Millicom International Cellular holds the cleaner structural position, with profitability as the main driver and valuation adding further support. BT does not offset that deficit through any equally strong structural edge elsewhere. On the market side, Millicom International Cellular is in better shape — its trend is intact while BT's trend has broken down. That puts structure and market broadly in agreement — Millicom International Cellular's lead looks more confirmed than conflicted.
The comparison is based on similar long-term financial trajectories, not sector labels. Peer scores are normalised within each company's primary universe (BT-A.L: STOXX 600, TIGO: Russell 1000).
The lead is spread across profitability and valuation, rather than sitting in one isolated gap. The overall score gap is 19 points in favour of Millicom International Cellular S.A..
Both operate in: Telecom Services
This comparison is based on industry proximity, not on functional trajectory similarity. BT-A.L and TIGO share the same industry classification.
For a similarity-based comparison, see how BT and TIGO each position within their functional peer groups in AssetNext.
Scores reflect position relative to comparable companies with similar long-term financial trajectories.
The largest gaps do not all point in the same direction.
Left means cheaper relative valuation. Higher means stronger structure.
Millicom International Cellular S.A. looks stronger on relative valuation, while the broader price setup remains mixed.
Valuation position uses peer-relative PE percentile (idx_pct_pe) where available.
Capital efficiency adds support, with a 7.3-point ROIC advantage.
BT Group plc still shows lower market-fundamental divergence, which keeps the wider picture mixed rather than completely one-sided.
Profitability is the clearest driver, and valuation also supports Millicom International Cellular S.A.'s broader structural position.
Break down the BT-A.L vs TIGO comparison across all dimensions with the full interactive tool.
Explore how BT-A.L and TIGO each compare against other companies in their peer groups.
Rule-based, descriptive analysis only. Derived from peer percentile dimensions. Not investment advice. Peer groups are determined algorithmically based on structural similarity — not by sector classification alone.
AssetNext scores reflect each company's structural position within its functional peer group — not a ranking against all stocks simultaneously. Peers are identified by similarity across eight financial dimensions, including revenue growth trajectory, margin structure, capital intensity, and earnings stability. A score of 75 means the company ranks in the top quartile within its own peer group, not the entire market.
Four dimension scores drive the overall peer score: Growth (revenue trajectory and expansion dynamics), Quality (margin structure and capital efficiency), Valuation (peer-relative pricing on standard multiples), and Stability (earnings consistency and financial predictability). Each dimension is scored 0–100 relative to the peer group, then combined into an overall peer score using equal weighting.

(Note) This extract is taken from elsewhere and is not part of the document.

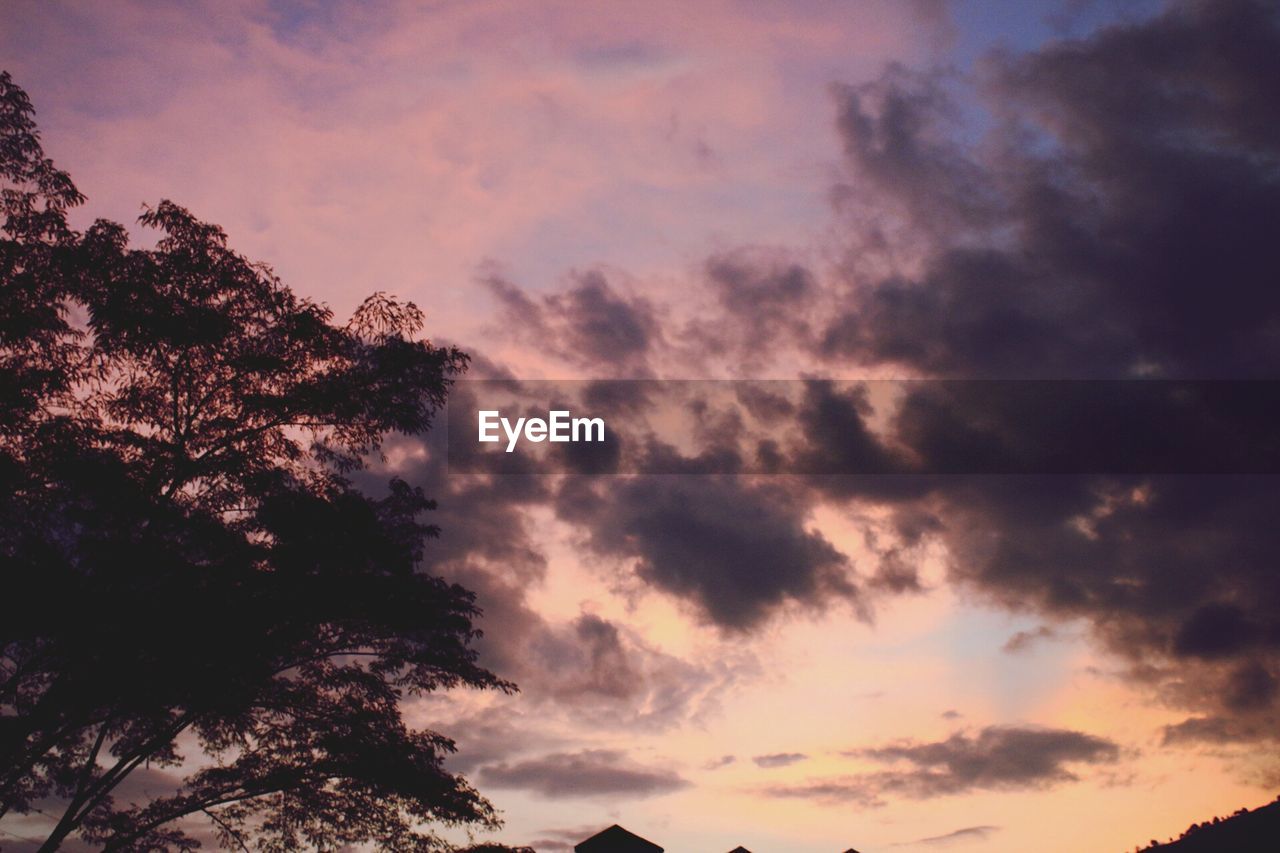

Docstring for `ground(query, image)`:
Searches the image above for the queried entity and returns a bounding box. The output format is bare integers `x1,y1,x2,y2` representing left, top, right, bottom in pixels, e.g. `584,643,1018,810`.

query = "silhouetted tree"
0,74,512,850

Because scores are peer-relative, the same company can have slightly different scores in different index universes. On comparison pages, both companies are shown within their shared peer universe wherever possible — so the scores are directly comparable. The peer basis is stated on each score card.
Scores are recalculated periodically as underlying financial data is updated. All analysis is descriptive and rule-based — AssetNext describes structural realities and never issues buy, sell or hold recommendations.